[144] Thermo Fisher Scientific, Inc. SEC Filing
Rhea-AI Filing Summary
Form 144 notice for proposed sale of Thermo Fisher Scientific, Inc. (TMO) securities. The filer reports offering 295 shares of common stock through Fidelity Brokerage Services LLC with an aggregate market value of $147,512.35 and an approximate sale date of 08/20/2025. The filing lists 377,612,121 shares outstanding. The securities to be sold were acquired on 08/20/2025 by exercise of an option originally granted on 02/26/2019, and the payment method is indicated as cash. The filing also discloses securities sold during the past three months by Marc N. Casper totaling 18,201 shares for aggregate gross proceeds of $8,254,290.17. The notice includes the standard representation that the seller does not possess undisclosed material adverse information and contains the routine attestations required by Rule 144.
Positive
- Full disclosure of planned sale details including broker, shares, aggregate market value and approximate sale date
- Acquisition details provided (option grant date 02/26/2019 and acquisition date 08/20/2025) and payment method (cash)
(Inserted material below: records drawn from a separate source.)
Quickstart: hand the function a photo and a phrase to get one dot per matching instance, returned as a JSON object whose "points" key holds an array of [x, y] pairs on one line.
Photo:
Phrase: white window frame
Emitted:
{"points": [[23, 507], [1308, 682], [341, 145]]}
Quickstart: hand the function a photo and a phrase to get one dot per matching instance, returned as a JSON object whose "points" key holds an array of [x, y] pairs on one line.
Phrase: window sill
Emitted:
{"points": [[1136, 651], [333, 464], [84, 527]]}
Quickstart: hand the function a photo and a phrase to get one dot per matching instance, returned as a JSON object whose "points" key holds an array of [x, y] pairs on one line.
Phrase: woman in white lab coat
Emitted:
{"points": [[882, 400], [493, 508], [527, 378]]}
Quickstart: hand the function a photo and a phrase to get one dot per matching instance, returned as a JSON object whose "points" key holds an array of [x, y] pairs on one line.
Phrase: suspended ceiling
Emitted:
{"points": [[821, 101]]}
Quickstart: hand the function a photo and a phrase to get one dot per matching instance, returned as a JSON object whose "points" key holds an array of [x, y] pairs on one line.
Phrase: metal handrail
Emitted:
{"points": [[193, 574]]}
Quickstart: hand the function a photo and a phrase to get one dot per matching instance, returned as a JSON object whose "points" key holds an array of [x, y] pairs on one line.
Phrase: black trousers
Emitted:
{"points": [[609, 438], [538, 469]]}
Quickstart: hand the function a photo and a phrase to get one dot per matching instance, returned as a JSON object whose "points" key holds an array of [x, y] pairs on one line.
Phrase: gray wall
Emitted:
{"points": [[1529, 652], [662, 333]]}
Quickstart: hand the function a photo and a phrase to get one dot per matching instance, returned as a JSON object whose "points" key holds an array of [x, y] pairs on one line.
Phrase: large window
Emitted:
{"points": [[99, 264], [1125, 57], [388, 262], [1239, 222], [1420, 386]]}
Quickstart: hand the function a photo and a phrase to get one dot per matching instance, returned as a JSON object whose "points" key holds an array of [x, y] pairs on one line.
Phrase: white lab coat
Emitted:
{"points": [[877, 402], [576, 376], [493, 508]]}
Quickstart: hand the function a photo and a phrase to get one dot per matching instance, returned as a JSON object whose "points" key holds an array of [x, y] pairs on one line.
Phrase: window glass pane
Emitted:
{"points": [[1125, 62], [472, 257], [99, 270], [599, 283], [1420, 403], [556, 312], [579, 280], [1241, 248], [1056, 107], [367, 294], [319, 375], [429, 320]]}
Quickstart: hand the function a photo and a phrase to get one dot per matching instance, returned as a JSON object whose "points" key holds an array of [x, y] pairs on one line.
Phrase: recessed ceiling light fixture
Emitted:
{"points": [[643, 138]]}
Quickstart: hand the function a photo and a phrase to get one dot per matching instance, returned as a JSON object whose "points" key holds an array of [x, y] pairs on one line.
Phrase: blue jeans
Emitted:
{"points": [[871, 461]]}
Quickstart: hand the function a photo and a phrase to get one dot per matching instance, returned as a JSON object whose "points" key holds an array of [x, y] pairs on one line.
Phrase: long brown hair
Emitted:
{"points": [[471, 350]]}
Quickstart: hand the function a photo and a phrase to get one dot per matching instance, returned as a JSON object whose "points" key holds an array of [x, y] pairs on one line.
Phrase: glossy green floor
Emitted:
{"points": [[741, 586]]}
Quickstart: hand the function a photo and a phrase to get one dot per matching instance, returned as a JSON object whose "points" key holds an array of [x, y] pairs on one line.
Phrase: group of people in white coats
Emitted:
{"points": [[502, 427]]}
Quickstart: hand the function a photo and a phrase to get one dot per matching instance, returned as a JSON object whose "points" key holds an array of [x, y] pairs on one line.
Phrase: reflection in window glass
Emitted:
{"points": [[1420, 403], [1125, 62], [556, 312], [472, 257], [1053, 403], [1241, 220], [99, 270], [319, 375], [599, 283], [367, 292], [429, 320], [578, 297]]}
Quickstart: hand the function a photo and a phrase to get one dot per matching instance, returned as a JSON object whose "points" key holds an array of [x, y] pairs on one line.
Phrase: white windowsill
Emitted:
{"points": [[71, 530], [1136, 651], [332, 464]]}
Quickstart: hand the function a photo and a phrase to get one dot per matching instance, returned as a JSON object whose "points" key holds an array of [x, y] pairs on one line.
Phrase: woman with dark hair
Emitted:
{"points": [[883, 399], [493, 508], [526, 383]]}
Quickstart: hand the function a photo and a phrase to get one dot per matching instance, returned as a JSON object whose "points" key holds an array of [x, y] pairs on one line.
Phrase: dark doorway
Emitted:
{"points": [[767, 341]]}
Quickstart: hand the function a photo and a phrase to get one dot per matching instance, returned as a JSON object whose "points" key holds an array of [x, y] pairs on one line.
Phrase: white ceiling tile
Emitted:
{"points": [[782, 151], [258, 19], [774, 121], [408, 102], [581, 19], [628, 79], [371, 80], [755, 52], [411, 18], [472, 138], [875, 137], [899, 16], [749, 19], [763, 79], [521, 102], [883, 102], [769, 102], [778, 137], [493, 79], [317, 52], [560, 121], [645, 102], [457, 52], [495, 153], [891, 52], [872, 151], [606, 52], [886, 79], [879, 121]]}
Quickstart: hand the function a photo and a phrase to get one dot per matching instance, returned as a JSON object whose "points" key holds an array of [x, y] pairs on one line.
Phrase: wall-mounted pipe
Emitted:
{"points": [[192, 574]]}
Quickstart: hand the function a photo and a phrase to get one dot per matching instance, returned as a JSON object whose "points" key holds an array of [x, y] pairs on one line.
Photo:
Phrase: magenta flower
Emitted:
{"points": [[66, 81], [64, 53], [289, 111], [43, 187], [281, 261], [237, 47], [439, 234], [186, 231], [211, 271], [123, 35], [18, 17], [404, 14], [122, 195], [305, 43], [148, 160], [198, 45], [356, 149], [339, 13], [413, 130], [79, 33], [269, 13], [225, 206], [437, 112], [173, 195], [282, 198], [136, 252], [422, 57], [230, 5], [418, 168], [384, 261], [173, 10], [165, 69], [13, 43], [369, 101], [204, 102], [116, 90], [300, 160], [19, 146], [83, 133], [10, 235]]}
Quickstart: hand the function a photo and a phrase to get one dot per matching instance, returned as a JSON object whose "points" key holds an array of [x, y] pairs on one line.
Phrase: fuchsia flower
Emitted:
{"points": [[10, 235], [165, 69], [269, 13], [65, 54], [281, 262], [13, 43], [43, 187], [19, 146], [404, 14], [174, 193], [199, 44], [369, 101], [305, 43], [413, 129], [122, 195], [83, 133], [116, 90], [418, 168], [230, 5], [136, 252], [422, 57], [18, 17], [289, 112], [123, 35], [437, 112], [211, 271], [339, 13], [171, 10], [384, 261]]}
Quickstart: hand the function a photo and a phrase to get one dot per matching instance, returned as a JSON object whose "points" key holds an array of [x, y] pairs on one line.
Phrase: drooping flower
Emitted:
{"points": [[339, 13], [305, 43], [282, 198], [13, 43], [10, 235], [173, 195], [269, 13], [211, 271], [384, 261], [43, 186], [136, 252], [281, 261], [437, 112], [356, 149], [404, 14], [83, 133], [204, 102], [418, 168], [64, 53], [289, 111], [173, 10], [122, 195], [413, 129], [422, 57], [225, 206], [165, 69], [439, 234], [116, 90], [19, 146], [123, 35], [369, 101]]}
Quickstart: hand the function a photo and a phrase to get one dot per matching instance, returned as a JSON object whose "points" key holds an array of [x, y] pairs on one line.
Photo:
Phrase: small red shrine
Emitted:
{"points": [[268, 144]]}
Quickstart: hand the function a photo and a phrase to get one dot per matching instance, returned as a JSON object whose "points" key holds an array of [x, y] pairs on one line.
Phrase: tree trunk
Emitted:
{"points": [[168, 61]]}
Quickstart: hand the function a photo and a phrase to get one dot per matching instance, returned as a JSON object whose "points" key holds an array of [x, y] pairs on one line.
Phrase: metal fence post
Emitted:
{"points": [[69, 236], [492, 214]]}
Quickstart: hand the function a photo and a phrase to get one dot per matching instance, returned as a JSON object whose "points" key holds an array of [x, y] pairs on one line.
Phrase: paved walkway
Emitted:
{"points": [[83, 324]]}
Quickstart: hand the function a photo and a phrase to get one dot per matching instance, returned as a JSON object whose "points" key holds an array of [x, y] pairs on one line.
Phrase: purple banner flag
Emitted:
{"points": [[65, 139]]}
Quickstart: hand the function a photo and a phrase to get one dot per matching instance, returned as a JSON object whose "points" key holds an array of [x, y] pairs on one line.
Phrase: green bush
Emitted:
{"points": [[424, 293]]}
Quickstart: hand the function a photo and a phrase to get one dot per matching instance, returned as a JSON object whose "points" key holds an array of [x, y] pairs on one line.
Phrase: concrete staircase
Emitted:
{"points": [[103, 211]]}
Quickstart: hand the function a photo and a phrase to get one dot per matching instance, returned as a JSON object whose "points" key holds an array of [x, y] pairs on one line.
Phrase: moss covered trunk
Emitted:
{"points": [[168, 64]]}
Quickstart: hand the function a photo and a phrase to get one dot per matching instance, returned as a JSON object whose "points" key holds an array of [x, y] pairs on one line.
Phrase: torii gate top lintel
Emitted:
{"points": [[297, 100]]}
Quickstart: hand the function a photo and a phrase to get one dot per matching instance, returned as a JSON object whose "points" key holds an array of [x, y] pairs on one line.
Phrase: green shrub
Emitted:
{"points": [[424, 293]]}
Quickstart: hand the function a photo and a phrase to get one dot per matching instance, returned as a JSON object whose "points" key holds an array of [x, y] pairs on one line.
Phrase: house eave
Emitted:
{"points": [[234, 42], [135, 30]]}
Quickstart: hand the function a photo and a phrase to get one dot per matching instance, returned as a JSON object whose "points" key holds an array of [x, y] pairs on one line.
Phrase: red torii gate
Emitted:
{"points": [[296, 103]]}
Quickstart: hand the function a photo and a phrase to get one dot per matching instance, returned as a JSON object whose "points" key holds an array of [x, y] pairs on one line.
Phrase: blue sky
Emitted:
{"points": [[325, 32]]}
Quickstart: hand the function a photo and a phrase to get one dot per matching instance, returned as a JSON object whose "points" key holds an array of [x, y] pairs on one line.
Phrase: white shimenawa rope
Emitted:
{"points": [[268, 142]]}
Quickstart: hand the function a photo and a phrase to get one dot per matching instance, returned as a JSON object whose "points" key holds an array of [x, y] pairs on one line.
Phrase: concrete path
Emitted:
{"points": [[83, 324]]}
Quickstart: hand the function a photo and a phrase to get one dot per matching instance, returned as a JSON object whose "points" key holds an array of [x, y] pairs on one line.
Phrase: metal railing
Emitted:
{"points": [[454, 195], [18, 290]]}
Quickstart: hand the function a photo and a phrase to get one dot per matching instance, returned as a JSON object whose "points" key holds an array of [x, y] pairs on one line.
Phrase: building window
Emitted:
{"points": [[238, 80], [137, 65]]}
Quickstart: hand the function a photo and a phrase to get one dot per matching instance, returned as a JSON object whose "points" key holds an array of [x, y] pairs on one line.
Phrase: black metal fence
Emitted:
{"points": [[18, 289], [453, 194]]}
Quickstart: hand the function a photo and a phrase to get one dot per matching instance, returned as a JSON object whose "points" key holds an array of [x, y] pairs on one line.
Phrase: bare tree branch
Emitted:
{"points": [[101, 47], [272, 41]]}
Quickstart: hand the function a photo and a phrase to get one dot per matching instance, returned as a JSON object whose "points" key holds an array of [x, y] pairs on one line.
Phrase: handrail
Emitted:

- History of recent insider sales disclosed with dates and gross proceeds, supporting transparency
Negative
- Insider sold 18,201 shares in the past three months for aggregate gross proceeds of $8,254,290.17, which may be viewed negatively by some investors
- Filing does not include a signature or explicit plan adoption date in the provided content
Insights
TL;DR: Insider sale disclosed; small indicated planned sale (295 shares) and prior three-month insider sales totaling 18,201 shares.
The filing transparently reports a proposed sale of 295 common shares via Fidelity with an aggregate market value of $147,512.35 and confirms acquisition by option exercise dated 02/26/2019 and paid in cash. The historical sales table shows Marc N. Casper sold 10,000, 8,000 and 201 shares on 08/06/2025, 08/07/2025 and 08/19/2025 respectively, generating $8,254,290.17 in gross proceeds. From a market-impact perspective, the specific proposed sale size is explicitly stated; materiality relative to total outstanding shares should be evaluated with broader market data not included in this filing.
TL;DR: Filing meets Rule 144 disclosure elements; includes acquisition detail, broker, sale timing and past three-month sales.
The Form 144 includes required elements: broker name and address, number of shares to be sold, aggregate market value, acquisition details (option grant date and exercise/acquisition date), payment method, and prior three-month sales by the same person. The filing also contains the standard seller representation about lack of undisclosed material adverse information and the statutory warning regarding false statements. No signatures or plan adoption dates are provided in the visible content.